Being one of the biggest producers and exporters of raw leather materials in Africa, the export of leather has grown steadily in Nigeria as the federal government now targets securing about 1 billion dollars from the export of leather goods by 2025, in accordance with the National Leather Policy. Prof. Mohammed Yakubu, Director-General and Chief Executive Officer of the Nigerian Institute of Leather and Science Technology (NILEST), disclosed claims that in 2018 and 2019, the exports of leather goods from Nigeria were approximately $800 million before falling to $650 million in 2020 due to COVID-19.
Regarding the capacity-building and research trip to Portugal’s leather industry, Prof. Yakubu said it is a component of attempts to put into effect the Vice President Yemi Osinbajo, his initiated National Leather and Leather Products Policy Implementation Plan. He explains that the delegates studied various leather-making organizations in Portugal and its Innovative Laboratory and workshop facilities with the sole aim of garnering knowledge about their policies, procedure, industry dynamics, and technology and comprehending how they were able to transform their artisanal industry into a sophisticated and contemporary one.
The institute has resolved the issue concerning the high cost of leather materials.
For Nigeria to become a significant player in the global leather market, it is necessary to determine how to entice the Portuguese leather industry to establish manufacturing facilities here in Nigeria. Prof. Yakubu estimated that the global trade in leather goods is currently between $300-$400 billion, claiming that per week more than 20,000 pairs of shoes and different high-quality leather materials were exported to African, Asian, and European countries from Southeast, Southwest, and Northern parts of Nigeria.
According to him, compared to the foreign ones, the high cost of imported processing materials was responsible for the spike in the prices of most Nigerian leather products. In light of these problems associated with the high costs of processing materials for leather industries, the institute utilized its research expertise to find a constant measure. Leather industries can now get materials locally to produce leather at a lower cost and sell it abroad with high quality and quantity. Prof. Yakubu explains that the world is fast advancing in technology now in a paradigm shift where only adequate skillful people have more chance in the economy.
NILEST and CTCP tasked to attract funding and collaborators to Nigeria.

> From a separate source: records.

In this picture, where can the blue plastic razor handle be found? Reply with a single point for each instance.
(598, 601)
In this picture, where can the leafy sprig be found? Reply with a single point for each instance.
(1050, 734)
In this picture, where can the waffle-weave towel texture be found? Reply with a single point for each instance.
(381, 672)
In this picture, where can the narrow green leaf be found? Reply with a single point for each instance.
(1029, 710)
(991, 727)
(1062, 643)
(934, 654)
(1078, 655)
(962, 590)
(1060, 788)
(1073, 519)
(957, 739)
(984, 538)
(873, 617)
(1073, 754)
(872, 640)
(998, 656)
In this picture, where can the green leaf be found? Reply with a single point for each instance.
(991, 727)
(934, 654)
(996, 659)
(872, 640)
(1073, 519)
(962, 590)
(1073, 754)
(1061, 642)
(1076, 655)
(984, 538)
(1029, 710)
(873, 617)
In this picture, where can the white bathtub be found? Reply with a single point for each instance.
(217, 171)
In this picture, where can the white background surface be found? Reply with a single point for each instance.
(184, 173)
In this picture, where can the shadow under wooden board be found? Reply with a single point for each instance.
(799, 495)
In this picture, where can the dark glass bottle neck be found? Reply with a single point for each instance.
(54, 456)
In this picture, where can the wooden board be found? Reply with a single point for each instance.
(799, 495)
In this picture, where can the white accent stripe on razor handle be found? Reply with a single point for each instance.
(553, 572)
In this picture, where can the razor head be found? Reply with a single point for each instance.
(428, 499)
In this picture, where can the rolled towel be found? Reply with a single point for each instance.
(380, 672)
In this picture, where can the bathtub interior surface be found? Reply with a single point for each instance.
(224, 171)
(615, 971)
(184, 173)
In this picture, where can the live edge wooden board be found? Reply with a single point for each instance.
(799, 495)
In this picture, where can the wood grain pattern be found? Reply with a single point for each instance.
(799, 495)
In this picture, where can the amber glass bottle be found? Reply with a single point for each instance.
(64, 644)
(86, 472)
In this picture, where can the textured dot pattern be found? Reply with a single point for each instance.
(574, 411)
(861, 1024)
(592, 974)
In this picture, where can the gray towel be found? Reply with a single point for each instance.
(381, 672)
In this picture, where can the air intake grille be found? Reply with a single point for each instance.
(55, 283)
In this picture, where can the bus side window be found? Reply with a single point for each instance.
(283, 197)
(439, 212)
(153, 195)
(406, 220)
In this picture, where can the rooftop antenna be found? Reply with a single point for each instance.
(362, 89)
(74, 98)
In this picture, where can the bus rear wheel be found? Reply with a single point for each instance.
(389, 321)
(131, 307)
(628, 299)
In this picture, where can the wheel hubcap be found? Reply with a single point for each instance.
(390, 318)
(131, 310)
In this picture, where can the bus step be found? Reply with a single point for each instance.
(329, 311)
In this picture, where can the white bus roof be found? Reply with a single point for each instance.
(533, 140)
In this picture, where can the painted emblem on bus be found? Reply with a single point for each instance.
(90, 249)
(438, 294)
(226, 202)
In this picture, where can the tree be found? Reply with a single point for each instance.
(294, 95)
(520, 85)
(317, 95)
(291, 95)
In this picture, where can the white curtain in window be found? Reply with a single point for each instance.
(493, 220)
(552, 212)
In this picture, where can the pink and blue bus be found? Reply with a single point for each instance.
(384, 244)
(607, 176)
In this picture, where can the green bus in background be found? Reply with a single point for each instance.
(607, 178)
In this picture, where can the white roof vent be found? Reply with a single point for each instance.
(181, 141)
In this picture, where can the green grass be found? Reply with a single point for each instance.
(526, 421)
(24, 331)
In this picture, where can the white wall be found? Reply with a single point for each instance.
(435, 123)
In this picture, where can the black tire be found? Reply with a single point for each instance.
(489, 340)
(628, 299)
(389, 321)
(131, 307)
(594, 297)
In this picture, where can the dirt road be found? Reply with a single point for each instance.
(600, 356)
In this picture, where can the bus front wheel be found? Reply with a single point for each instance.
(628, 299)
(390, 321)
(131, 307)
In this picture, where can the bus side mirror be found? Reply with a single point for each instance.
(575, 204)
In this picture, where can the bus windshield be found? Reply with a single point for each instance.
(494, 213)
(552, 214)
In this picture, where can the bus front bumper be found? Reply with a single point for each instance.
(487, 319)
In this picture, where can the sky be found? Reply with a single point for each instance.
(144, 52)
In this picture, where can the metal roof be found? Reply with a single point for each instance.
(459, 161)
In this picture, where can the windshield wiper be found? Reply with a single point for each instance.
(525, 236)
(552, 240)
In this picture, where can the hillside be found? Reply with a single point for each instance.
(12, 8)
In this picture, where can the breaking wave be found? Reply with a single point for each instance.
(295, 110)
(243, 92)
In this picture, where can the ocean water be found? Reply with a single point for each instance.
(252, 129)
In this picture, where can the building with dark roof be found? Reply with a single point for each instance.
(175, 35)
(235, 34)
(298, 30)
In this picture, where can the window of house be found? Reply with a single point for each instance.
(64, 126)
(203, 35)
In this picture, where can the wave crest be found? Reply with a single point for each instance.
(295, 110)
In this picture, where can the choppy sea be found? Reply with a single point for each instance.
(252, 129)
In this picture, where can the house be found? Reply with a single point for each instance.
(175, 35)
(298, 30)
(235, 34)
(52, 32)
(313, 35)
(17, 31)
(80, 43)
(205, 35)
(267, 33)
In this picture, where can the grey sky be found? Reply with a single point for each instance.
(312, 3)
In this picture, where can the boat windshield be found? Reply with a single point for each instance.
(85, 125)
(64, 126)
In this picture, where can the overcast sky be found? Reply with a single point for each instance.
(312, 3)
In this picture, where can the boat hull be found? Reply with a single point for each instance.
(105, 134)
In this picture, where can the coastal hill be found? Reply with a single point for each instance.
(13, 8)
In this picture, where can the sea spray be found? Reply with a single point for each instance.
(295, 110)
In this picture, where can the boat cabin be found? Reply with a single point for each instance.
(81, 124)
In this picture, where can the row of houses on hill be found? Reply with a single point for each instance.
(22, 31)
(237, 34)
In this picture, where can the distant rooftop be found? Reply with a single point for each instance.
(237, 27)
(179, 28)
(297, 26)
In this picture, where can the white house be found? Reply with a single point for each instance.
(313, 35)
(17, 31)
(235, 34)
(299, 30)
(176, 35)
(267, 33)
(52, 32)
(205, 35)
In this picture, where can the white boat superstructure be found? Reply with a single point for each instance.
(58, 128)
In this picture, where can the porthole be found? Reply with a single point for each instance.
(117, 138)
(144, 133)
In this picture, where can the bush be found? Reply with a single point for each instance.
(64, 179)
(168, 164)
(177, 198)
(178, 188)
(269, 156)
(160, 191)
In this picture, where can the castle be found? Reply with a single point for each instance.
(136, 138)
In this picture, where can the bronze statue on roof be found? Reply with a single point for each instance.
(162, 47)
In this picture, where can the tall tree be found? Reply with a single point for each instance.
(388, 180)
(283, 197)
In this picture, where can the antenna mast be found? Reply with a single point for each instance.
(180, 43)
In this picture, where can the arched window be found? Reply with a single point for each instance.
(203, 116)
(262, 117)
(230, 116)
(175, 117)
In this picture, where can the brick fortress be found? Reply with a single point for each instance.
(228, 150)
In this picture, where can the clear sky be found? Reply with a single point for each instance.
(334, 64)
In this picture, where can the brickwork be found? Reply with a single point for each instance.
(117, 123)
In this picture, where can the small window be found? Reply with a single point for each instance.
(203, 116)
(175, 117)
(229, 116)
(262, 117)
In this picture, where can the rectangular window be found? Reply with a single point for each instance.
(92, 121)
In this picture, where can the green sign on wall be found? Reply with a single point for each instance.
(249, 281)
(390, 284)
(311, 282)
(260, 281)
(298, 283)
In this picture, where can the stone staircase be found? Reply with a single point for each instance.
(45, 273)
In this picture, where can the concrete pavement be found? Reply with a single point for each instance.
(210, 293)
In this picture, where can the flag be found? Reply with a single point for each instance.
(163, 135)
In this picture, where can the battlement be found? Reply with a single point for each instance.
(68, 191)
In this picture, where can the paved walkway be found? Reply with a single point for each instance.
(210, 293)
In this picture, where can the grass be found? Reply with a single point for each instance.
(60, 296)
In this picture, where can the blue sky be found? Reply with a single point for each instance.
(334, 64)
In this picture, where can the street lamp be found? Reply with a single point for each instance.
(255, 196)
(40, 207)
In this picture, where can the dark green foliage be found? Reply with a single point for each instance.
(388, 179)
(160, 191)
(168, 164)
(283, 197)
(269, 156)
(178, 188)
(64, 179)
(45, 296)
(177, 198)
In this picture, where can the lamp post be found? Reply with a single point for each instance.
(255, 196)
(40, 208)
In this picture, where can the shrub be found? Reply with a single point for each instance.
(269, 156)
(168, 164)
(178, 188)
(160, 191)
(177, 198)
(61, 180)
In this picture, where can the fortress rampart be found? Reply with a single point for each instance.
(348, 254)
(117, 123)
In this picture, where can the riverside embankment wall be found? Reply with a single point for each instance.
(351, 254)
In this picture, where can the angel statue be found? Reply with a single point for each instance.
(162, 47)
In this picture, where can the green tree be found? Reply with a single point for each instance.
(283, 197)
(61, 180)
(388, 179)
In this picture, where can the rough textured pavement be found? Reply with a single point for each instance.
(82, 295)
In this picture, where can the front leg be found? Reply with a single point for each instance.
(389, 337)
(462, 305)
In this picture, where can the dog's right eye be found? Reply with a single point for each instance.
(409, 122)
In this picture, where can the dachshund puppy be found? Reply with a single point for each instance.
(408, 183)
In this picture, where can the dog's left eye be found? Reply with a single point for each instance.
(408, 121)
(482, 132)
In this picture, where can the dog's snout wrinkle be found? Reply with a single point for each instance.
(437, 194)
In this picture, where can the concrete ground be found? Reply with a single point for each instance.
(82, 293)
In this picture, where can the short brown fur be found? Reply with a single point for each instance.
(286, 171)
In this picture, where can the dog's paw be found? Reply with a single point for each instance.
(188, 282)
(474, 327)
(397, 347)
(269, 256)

He believes that if more attention is paid to science and technology, Nigeria can attain high-level leather production globally, particularly in the manufacturing area. This also solicits the government to introduce unique local technology and industrialization programs at all levels. Furtherly, Yakubu said the team will consolidate the information from the study trip and add this valued experience to the activities of NILEST, as well as the Nigerian leather sector, in areas of research and development. It was also resolved that CTCP and NILEST will facilitate the partnership between the Portuguese and Nigeria Leather Association and Entrepreneurs.
In response, the Portuguese leather investors are to take advantage of Nigeria’s abundant raw materials for manufacturing leather, footwear, and leather goods through NILEST. CTCP and NILEST are also tasked to attract funding and collaborators to Nigeria, which will aid the improvement of the processing of leather and leather products domestically. Nigerian Ambassador to Portugal, Alex Kefas, said President Muhammadu Buhari’s visit in June 2022, the first of its kind, served as an impetus to the diplomatic relations between Nigeria and Portugal, bordered on bilateral trade, technology transfer and capacity building.
National Leather, Policy implementation plan to give sights in the sector.
The leather value chain is very extensive, including animal husbandry, tanneries, finished leather products, and leather products marketing. About 11 leather exporting companies have been active at Nigeria’s upstream end of the leather value chain. With the official launch of the National Leather and Leather Products Policy Implementation Plan, Vice Pres. Osinbajo noted that there is now a clear line of sight to our emergence as a major hub for the manufacture of leather goods with the refocusing of the leather sector to value addition from its previous focus on exporting semi-processed leather.